Diante do exposto, é interessante observarmos a avaliação do ministro da Fazenda, Guido Mantega, sobre o assunto (3). Para o ele, graças a uma ativa pressão brasileira no processo de decisão do Conselho Executivo, essa limitou o raio de ação do próprio Fundo e não dos países membros.

Tal limitação apóia-se no fato de a decisão não se apresentar, sob o ponto de vista do FMI, como uma imposição de novas obrigações aos países membros, bem como não trazer referências estigmatizantes ao controle de capitais, limitar a aplicação do conceito de desalinhamento cambial e restringir o monitoramento às políticas fiscais, monetárias e financeiras.

A presença desses elementos na atualização do monitoramento, da mesma forma que os comportamentos colaborativos entre o Fundo e seus membros, não anula ou neutraliza as restrições de política econômica presentes nas idéias de evitar políticas cambiais motivadas por razões domésticas ou que supostamente causem a instabilidade externa. Menos ainda elimina o uso do desalinhamento cambial contra os países periféricos.
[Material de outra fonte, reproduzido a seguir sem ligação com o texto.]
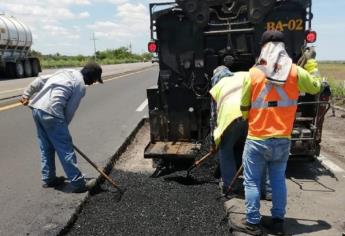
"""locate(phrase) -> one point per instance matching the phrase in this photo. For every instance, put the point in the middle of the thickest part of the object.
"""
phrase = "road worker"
(269, 102)
(228, 128)
(54, 99)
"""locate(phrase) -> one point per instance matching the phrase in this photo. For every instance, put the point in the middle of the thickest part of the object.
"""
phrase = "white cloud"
(83, 15)
(131, 21)
(61, 32)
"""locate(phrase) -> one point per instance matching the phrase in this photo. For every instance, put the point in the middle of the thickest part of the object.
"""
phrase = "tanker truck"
(15, 44)
(191, 38)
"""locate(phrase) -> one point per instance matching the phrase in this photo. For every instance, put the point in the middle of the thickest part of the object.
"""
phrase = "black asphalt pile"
(168, 205)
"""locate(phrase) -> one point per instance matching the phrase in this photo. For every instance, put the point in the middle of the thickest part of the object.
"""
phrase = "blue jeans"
(230, 156)
(258, 154)
(53, 136)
Adotar uma visão de avanços na decisão do Fundo, ignorando as restrições que ela efetivamente traz aos países membros e ao próprio Brasil, é um equívoco similar a considerar o recente abandono brasileiro das negociações da OMC como um ato de soberania perante a intransigência dos países do centro capitalista em ceder nas questões agrícolas, ignorando que o país tinha aceitado de antemão todas as demandas e exigências dos países centrais.
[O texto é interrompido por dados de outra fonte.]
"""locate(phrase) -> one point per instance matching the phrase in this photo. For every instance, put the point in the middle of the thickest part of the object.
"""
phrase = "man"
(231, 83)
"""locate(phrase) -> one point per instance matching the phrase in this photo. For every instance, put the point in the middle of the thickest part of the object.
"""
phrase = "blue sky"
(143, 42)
Em virtude do papel histórico que o FMI cumpre, as novidades dele advindas sempre buscarão reforçar a perda da autonomia das políticas econômicas dos países membros periféricos. A clareza desse aspecto é imprescindível para superarmos não só o horizonte da lógica de buscar o mal menor nas decisões do Fundo, mas principalmente o de se contentar, como faz o governo brasileiro, com este mal.

 

 

1 - Review of the 1977 Decision ― Proposal for a New Decision, Companion Paper, Supplement, and Public Information Notice. http://www.imf.org/external/np/pp/2007/eng/062107.htm

2 - A member should avoid exchange rate policies that are pursued for domestic reasons and result in external instability, including fundamental exchange rate misalignment. Principles for the Guidance of Members' Policies Under Article IV, Section 1, item D, pág 14.
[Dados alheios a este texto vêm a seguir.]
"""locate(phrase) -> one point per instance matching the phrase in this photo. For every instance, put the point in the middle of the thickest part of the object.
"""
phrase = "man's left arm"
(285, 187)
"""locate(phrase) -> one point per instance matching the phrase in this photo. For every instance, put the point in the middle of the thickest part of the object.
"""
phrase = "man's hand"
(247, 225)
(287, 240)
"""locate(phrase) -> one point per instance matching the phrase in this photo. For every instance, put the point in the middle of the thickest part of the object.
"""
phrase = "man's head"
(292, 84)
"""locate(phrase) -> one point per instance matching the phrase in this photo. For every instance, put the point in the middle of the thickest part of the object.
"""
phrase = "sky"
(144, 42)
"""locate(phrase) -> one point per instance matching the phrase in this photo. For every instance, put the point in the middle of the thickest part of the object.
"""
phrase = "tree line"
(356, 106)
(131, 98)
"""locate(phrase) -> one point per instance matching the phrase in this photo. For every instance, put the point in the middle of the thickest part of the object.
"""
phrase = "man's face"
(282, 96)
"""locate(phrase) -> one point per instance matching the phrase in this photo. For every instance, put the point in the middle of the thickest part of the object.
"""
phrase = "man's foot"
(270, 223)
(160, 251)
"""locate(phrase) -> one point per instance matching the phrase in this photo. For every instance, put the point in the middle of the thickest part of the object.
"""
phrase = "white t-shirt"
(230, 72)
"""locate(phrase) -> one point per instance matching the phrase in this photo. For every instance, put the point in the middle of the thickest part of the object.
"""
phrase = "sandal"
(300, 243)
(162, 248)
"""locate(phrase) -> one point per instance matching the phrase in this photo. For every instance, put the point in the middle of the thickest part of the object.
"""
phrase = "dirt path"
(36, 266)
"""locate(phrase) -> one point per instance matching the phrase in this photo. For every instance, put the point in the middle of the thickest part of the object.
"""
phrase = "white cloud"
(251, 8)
3 - Nota do ministro da Fazenda sobre a nova decisão relativa a mudanças no monitoramento do FMI, 20/06/07 http://www.fazenda.gov.br/portugues/releases/2007/junho/r200607.asp

 


Fábio Marvulle Bueno é mestre pelo Instituto de Economia da Universidade Estadual de Campinas (Unicamp), especialista em políticas públicas e gestão governamental do Ministério do Planejamento, Orçamento e Gestão.